Funiculus umbilicalis. The umbilical cord, the birth cord, the little tube of arteries and veins that provides precious nourishment to a developing placental mammalian fetus. Once the youg baby is born, of course, that cord is removed, be it by cutting it, by eating it (yes, some mammal mothers separate the cord by eating it) or by letting it naturally dry up and break apart. At that point, the young mammal must nourish itself.
In the world of TV viewership, of course, the metaphorical umbilical cord takes several forms — over-the-air free broadcasts, coaxial cable or fiberoptic cable subscriptions, or satellite packages — but the end result it to get TV programming pumped into your living room. But we’re getting ever closer to the day when that umbilical cord can be cut. Thanks to the proliferation of streaming through services like iTunes, Netflix, Amazon and individual station/network sites and applications, folks are relying less and less on their “old fashioned” means of television consumption. In fact, if it were not for sports, news and certain other live events programming, I suspect a greater number of folks would have already unplugged their TVs from any cable or satellite subscriber, and simply hooked it up to their Roku, computer, PS3, etc.
Anyway, HBO has had its HBO GO application out for a while now for iPhones and iPads, and it recently added it to the Roku, and it’s fucking fantastic. Every episode of every HBO is available on demand, instantly and at a high quality. It’s amazing. The catch, of course, is that the application is only available to HBO subscribers. And HBO’s Co-President, Eric Kessler, has apparently come out to say that, despite speculation to the contrary, HBO has no intention of ever making this service available to non-subscribers. Ever.

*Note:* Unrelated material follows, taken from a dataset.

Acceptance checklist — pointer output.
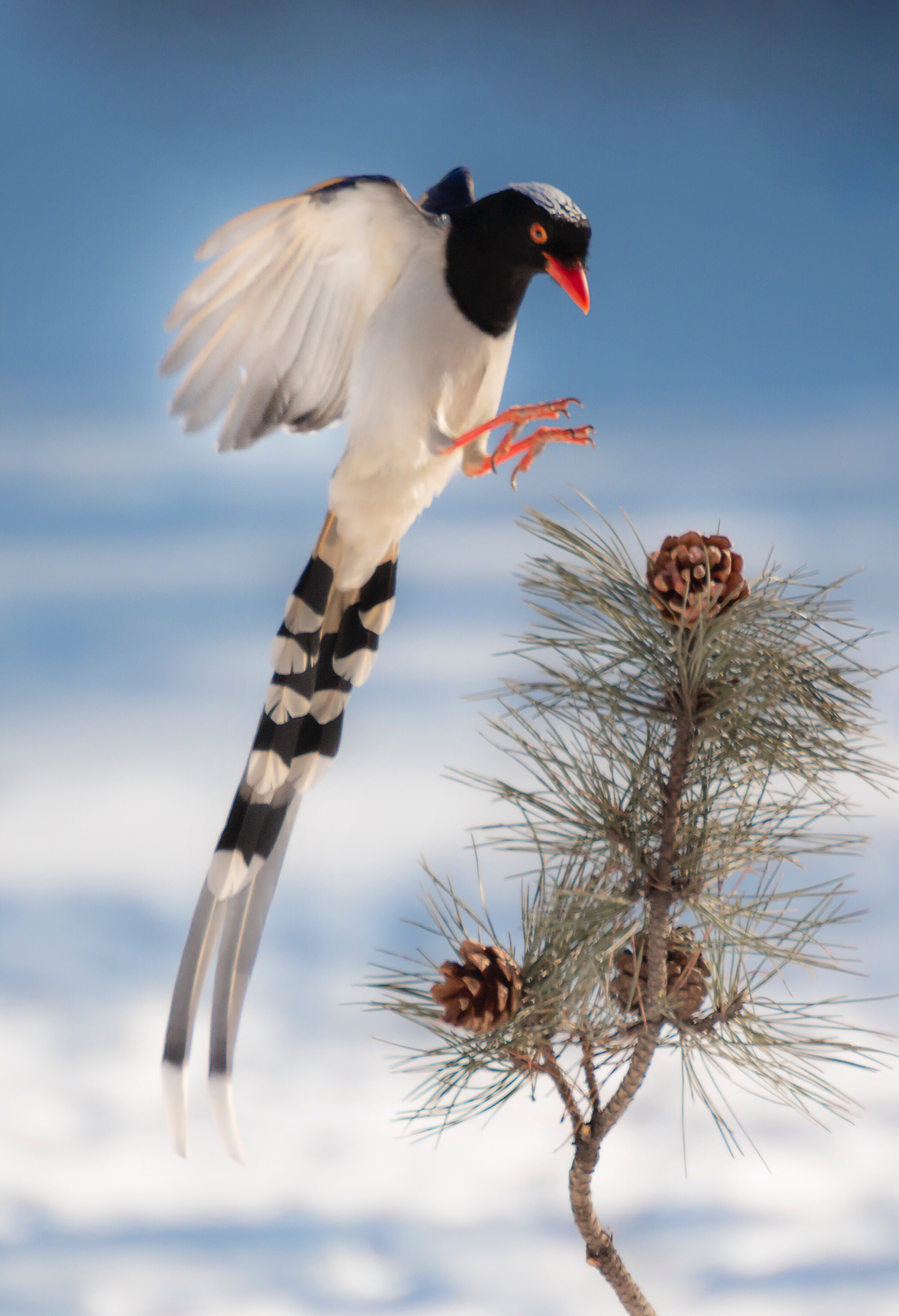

HBO’s strategy remains based on persuading already strapped consumers to add more to their cable bill while also forgoing so-called ‘cord cutters’ altogether. Kessler is undaunted, saying HBO regards cord cutting as a temporary phenomenon that will go away once the larger economy improves. He also says that HBO will flourish under its current model thanks to its star power (its latest coup is getting The Social Network’s Aaron Sorkin to pen a series) and because its partnership with cable companies allow it to avoid transaction costs like billing.
For a company that got it so right, relatively quickly, with the HBO GO app, read this line again: “HBO regards cord cutting as a temporary phenomenon that will go away once th elarger economy improves.”
That’s fucking idiotic.
Sure, some people have probably “cut the cord” because of money, and those people may come back when their financial situation improves. But over time, the proliferation, ease and quality of other distrubtion channels is only going to increase. There is a huge market of people who do not subscribe to HBO and will never subscribe to HBO, for many reasons, but who would readily throw down ten bucks a month to have the HBO GO library available to them. Are we really to be believe that HBO will never open that avenue of revenue?
I’m calling bullshit on Kessler. Complete and utter bullshit. I suspect this statement is made more to appease its various distribution partners, and to give it a leg up on future negotiating. Either that, or Kessler really just doesn’t get it. But I guarantee there will come a day, sooner rather than later, when HBO will do exactly what it’s currently saying it will never do. And I hope someone holds Kessler accountable for making this idiotic claim to the contrary.